The project’s methodology was based on the proposition that that humans do not simply adapt to changes in climate, they actively produce it. From this followed a resolutely historical, “lived environment” (Taylor 2014:62) approach to understanding monsoonal change in South Asian cities. The monsoon was approached as an agent in the co-production of bio-physical and social space on multiple scales. The theoretical and spatial insights and research methods of the environmental humanities and the analytical resources, visualisation techniques and design methodologies of the spatial design disciplines were used to analyze these environments, grounding questions of monsoonal change within the dynamic socio-ecological relations through which lived environments are produced.


  • Ansari, J. (2009). “Revisiting Urban planning in South Asia.” Revisiting Urban Planning: Global Report on Human Settlements 2009. http://www.unhabitat.org/grhs/2009.
  • Davis, M. (2001).

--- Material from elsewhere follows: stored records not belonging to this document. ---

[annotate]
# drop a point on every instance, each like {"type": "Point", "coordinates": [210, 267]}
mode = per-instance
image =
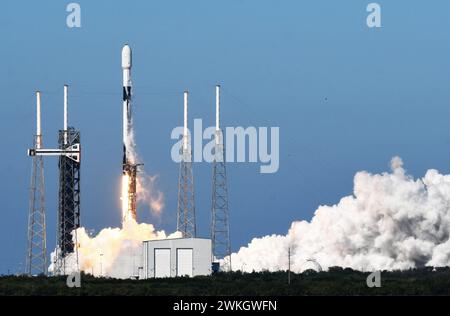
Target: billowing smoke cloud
{"type": "Point", "coordinates": [391, 221]}
{"type": "Point", "coordinates": [113, 252]}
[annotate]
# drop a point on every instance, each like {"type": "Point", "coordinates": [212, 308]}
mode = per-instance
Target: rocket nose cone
{"type": "Point", "coordinates": [126, 57]}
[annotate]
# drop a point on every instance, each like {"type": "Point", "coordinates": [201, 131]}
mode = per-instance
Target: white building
{"type": "Point", "coordinates": [176, 257]}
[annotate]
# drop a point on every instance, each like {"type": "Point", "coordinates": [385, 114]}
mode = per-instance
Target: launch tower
{"type": "Point", "coordinates": [220, 227]}
{"type": "Point", "coordinates": [186, 201]}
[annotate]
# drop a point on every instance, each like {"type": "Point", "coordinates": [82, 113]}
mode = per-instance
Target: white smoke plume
{"type": "Point", "coordinates": [113, 252]}
{"type": "Point", "coordinates": [391, 222]}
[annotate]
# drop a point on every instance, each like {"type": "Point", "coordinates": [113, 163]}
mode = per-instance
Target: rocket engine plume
{"type": "Point", "coordinates": [391, 222]}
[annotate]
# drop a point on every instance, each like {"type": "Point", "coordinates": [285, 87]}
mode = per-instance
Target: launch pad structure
{"type": "Point", "coordinates": [220, 226]}
{"type": "Point", "coordinates": [68, 196]}
{"type": "Point", "coordinates": [69, 154]}
{"type": "Point", "coordinates": [186, 196]}
{"type": "Point", "coordinates": [36, 257]}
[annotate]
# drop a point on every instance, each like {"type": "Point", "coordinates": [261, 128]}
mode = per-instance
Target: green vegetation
{"type": "Point", "coordinates": [336, 281]}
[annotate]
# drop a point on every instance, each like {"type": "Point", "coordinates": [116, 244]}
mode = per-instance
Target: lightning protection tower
{"type": "Point", "coordinates": [220, 226]}
{"type": "Point", "coordinates": [36, 259]}
{"type": "Point", "coordinates": [186, 202]}
{"type": "Point", "coordinates": [69, 153]}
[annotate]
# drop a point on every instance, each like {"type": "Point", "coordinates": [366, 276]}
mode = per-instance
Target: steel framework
{"type": "Point", "coordinates": [36, 260]}
{"type": "Point", "coordinates": [220, 225]}
{"type": "Point", "coordinates": [186, 201]}
{"type": "Point", "coordinates": [69, 200]}
{"type": "Point", "coordinates": [186, 198]}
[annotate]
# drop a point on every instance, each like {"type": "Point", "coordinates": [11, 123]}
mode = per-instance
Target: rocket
{"type": "Point", "coordinates": [126, 67]}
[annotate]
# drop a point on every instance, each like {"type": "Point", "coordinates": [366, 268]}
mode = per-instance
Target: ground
{"type": "Point", "coordinates": [336, 281]}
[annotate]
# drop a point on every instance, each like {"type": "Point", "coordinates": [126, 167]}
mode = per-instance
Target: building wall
{"type": "Point", "coordinates": [201, 255]}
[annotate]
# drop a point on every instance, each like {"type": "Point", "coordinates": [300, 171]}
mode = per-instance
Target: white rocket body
{"type": "Point", "coordinates": [126, 67]}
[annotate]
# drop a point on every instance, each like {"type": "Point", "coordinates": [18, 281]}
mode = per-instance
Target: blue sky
{"type": "Point", "coordinates": [346, 98]}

Late Victorian Holocausts: El Niño Famines and the Making of the Third World. London: Verso.
  • Dixit, Y., Hodell, D.A. and Petrie, C. A. (2014). “Abrupt weakening of the summer monsoon in northwest India – 41000 yr ago.” Geology, 24 February. doi: 10.1130/G35236.1
  • Head, L. and Gibson, C. (2012). “Becoming differently modern: Geographic contributions to a generative climate politics.” Progress in Human Geography 36(6): 699-7141.
  • IPCC. (2001). Climate Change 2001: Impacts, Adaption and Vulnerability. Summary for Policy Makers. Geneva: World Meteorological Organisation.
  • (2014).“Chapter 24. Asia.” Climate Change 2014: Impacts, Adaption and Vulnerability. http://www.ipcc.ch/report/ar5/wg2/.
  • Kaika, M. (2005). City of Flows. Modernity, Nature and the City. London: Routledge.
  • Latour, B. (2004). Politics of Nature. How to Bring the Sciences into Democracy. C. Porter, trans. Cambridge, MA and London: Harvard University Press.
  • Taylor, M. (2014). The Political Ecology of Climate Change Adaption. Abingdon: Routledge.
    UN-Habitat (2013). State of the World’s Cities 2012/2013. New York: Routledge and UN-Habitat.